Tadi di kelas memang muncul pertanyaan apakah memang sekarang ini sedang terjadi overreligiosity di negeri tercinta, lalu dalam tanggapannya muncullah istilah the law of diminishing returns itu. Kalau orang sibuk dengan keagamaan sampai-sampai kewowogen [hayo tanya wowogen itu di mana! Dhak dugang kowe], agama malah kehilangan maknanya. Makanya, karena sudah diingatkan seorang temin mengenai judul posting, saya tidak lagi memakai kata agama, meskipun sebenarnya saya memang mau mengatakan bahwa kita ini sedang kewowogen agama.

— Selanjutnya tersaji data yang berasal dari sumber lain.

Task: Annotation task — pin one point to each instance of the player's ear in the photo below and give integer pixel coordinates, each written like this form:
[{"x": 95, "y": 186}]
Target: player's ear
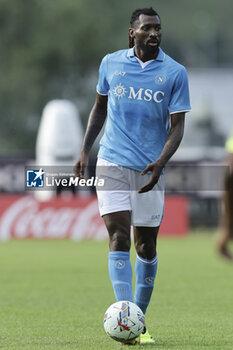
[{"x": 132, "y": 32}]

Meskipun demikian, rupanya tidak hanya dari segi ekonomis saja kewowogen itu merugikan. Saya baru baca artikel yang menjawab kegelisahan terpendam dalam hati saya sejak lama. Ini soal Kitab Suci. Sejak lama saya tak merasa nyaman dengan Kitab Suci orang Kristen yang terdiri dari Perjanjian Lama (Old Testaments) dan Perjanjian Baru (New Testaments). Yang OT itu sebetulnya mayoritas adalah Kitab Suci orang Yahudi. Yang NT barulah khas Kristen. Di mana kegelisahan saya?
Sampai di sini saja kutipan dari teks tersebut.